We all have extraordinary internal worlds and it takes so little to embrace them, yet life is so much richer for it.

This little quote of Jung’s I think says it all: ‘The world today hangs by a thin thread, and that thread is the psyche of man.’

So for me it all comes down to one thing – the quality of our thought is the quality of our future. You can apply that to anything, but most especially to our creative processes.

Since that first naive read I have been back many times. Each time it appears to be a different book – a marker, I guess, to how I am changing.

MIKE DEMPSEY, Studio Dempsey
My first inclination was to cite the great Josef Müller-Brockmann, for it was his book The Graphic Artist and His Design Problems that was responsible for my Damascus moment back in the 1960s. But a little later, when I started to spread my graphic wings, it was another man who had a profound effect on my work. He is probably unknown to most, but to me he is a hero. I became so attached to Jack Larkin’s work that I used to remove his jackets from library books. Forty years on I still have them, and I still get a buzz from looking at them.

Larkin was briefly art director of Good Housekeeping in the 1960s, and in parallel he undertook many book cover commissions. It was his work in this area that I admired so much. His covers were vibrant and economical, and featured his characteristically immediate style of illustration.

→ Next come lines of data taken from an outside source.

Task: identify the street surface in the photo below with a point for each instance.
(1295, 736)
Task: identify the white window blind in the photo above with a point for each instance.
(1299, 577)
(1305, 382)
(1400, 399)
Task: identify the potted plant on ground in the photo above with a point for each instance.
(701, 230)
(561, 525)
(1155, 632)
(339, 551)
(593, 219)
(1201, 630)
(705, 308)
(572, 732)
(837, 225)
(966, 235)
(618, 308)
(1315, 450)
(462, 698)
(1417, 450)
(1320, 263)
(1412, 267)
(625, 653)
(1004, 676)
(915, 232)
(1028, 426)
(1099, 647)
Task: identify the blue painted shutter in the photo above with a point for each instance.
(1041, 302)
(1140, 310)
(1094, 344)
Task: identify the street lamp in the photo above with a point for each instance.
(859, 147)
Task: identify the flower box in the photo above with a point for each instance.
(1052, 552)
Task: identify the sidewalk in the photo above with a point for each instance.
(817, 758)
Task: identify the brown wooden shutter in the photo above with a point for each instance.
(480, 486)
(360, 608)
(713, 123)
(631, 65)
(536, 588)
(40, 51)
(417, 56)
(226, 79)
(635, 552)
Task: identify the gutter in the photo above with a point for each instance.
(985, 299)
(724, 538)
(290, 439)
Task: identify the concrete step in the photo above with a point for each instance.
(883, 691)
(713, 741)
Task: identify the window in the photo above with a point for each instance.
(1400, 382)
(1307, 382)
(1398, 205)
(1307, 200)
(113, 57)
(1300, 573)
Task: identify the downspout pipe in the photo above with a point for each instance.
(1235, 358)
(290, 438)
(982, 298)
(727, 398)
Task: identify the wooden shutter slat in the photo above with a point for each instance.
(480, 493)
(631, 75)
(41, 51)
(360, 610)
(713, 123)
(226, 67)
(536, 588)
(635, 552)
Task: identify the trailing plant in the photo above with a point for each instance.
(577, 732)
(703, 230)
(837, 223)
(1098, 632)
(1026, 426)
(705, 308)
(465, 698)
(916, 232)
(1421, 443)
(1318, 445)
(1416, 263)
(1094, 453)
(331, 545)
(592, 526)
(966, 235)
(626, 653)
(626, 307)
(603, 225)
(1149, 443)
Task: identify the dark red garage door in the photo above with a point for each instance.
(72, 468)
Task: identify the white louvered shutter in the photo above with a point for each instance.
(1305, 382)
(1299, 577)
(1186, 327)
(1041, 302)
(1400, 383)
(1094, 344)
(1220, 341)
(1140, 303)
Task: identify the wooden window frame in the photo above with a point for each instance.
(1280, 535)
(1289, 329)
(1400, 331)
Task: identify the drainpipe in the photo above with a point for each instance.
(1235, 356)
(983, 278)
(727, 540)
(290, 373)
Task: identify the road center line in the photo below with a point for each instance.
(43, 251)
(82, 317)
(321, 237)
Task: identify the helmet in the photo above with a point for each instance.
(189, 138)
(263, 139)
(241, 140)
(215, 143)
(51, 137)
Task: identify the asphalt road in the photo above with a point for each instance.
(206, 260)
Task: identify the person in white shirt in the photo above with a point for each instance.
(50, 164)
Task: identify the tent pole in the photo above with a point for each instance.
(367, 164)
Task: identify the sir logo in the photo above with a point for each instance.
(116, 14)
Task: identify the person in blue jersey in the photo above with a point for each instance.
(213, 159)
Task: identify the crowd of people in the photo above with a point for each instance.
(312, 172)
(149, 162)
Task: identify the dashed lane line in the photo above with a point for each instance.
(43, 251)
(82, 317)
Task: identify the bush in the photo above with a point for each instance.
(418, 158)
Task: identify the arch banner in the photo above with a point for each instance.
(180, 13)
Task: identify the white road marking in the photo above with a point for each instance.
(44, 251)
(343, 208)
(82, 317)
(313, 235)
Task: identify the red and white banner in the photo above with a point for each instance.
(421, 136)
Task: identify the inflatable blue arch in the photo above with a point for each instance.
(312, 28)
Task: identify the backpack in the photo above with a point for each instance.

The cover that I still rate is Joby – it epitomises Larkin’s ability to be both graphic designer and illustrator. He moved back to his native Australia in the 1970s and taught for many years. Now in his 80s, Larkin lives quietly in Melbourne.

MALCOLM GARRETT, Applied Information Group
Over the course of the years I have had many heroes, so naming just one would always be a difficult task. Some are obvious, such as Andy Warhol, or the teachers at the Bauhaus, and I’ve cited Barney Bubbles many times in the past, but there are many who are somewhat more obscure.

I’ve always been inspired by the unsung talents that are found on the fringes, and haven’t quite achieved the levels of fame that perhaps they warrant. I’m inclined to say some of my heroes appeal more for a sense of notoriety than for any specific creative successes.

It is an attitude and approach that inspires me. It is for these reasons that I choose Cal Schenkel, for his anarchic, creative collaborations with Frank Zappa and The Mothers of Invention in the late 1960s and early 1970s.

His work had a cerebral, if not an obviously stylistic, influence on my early attitude to design, and naturally influenced my own record sleeve design, in quite subtle ways. His work was chaotic yet arresting, and usually visually challenging. His work could not often be called ‘beautiful’.

Most importantly for me, though, was that it was imbued with numerous layers of detail – further meanings and links to other works were implied, forming part of what Zappa described as a ‘conceptual continuity’. I took that statement to heart and it continues to inform my own design to this day.